The love in the words… on the picture

standard August 6, 2009 7 responses

When I woke up last Tuesday with a fever I thought I was in some serious trouble. On any other given day it wouldn’t have been a problem. M would have dressed the girls and taken them to daycare leaving me alone at home to nurse my cold. I would have probably slept all day, waking just about when they walked back in the door at the end of the day.

But no. Not last Tuesday. See, last week our daycare was closed. They close all of two weeks a year. One in the summer and one in the winter. And just my luck, I chose to get sick the week the girls had nowhere to go.

I waved M off to work and dragged myself out of bed, blearily looking at the clock to see how soon I could put them down for a nap. Unfortunately 4 and 2 year-olds don’t nap at 9:30am. I had a ways to go. My head was pounding. I was shaking from the chills. My nose was stuffed up and running at the same time. And I had absolutely nothing planned to entertain my hopeful children. I wanted to go back to bed. They wanted to play. With me.
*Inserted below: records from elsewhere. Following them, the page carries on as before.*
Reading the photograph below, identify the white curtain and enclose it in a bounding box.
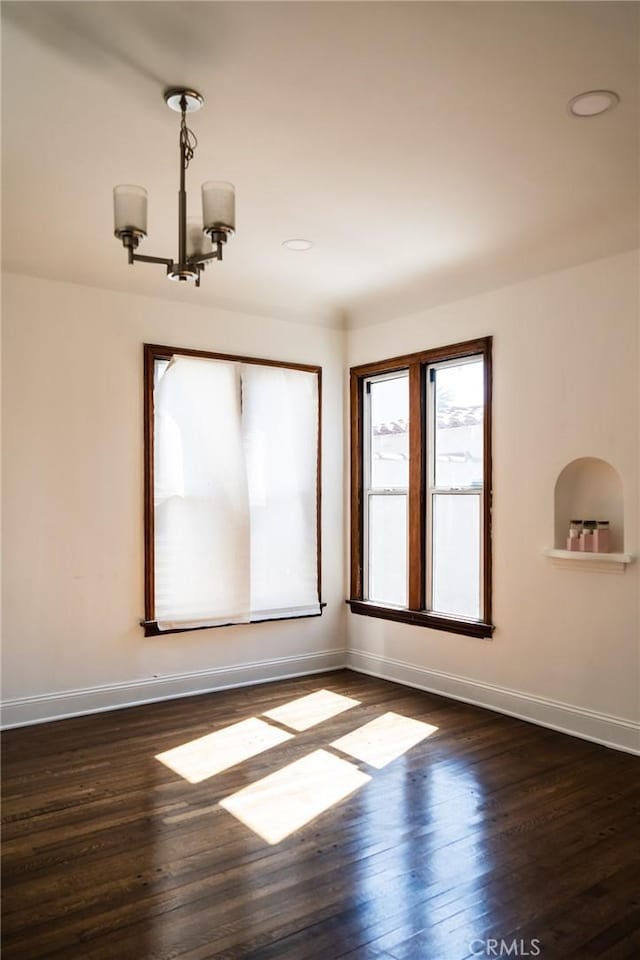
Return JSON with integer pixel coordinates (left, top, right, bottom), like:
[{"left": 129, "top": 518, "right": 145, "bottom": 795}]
[
  {"left": 154, "top": 356, "right": 250, "bottom": 630},
  {"left": 154, "top": 356, "right": 320, "bottom": 630},
  {"left": 241, "top": 363, "right": 320, "bottom": 620}
]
We got through the morning unscathed. Not that I remember what we did, but I also can’t remember much fighting or crying so it must have gone well. I’m even pretty sure that I didn’t pass out on the couch. But it’s not impossible that lunch was served on the very early side and that nap time also came early that day.

As soon as their light was shut off and their door was closed I gratefully slid back into my own bed, closing my eyes long before my head hit the pillow. I figured that with any luck I’d maybe two hours to sleep before I had to get back up and play more games. Imagine my surprise when I heard the door to the girls’ room squeak open barely 45 minutes after I closed my eyes.

I squinted at the sheepish little figure standing in the doorway and made a hasty calculation. If I let her lie in bed with me maybe I’d get another 10/15 minutes of sleep. Three minutes of massive wiggling and giggling later and I made another calculation. At the ripe old age of 4 C was more than able to entertain herself quietly while mommy napped a bit. She hastily agreed and hopped out of bed.

She didn’t make a sound from the other room and I gratefully slid back into sleep.

I was woken up a while later by an odd and somewhat startling crinkling sound coming from the side of my bed. I lifted my head and looked around wildly. C stared at me, frozen in place, horrified that she had woken me up.

“What are you doing?” I whispered.
“Nothing. Just bringing you this.” She whispered back, pointing to something on my nightstand.

I mumbled a thank you and sent her back to the other room. Little L still wasn’t stirring and I was desperate for a few more minutes of sleep. She tiptoed back out and I put my head back down.

When Little L finally woke up a bit later I dragged myself back out of bed, but before I went to get her out of her crib I took a look at what C had left for me.

It was a picture. Or rather a note. Her very first written sentence.

Don’t see the note? Look closer:
She even wrote “mom” with a birdie in the middle. Best medicine I got all day. It gave me the strength to play with them until their daddy came home from work and I was able to head back to bed.

Happy Love Thursday everyone. May all your love notes have birdies and toothy grins in them.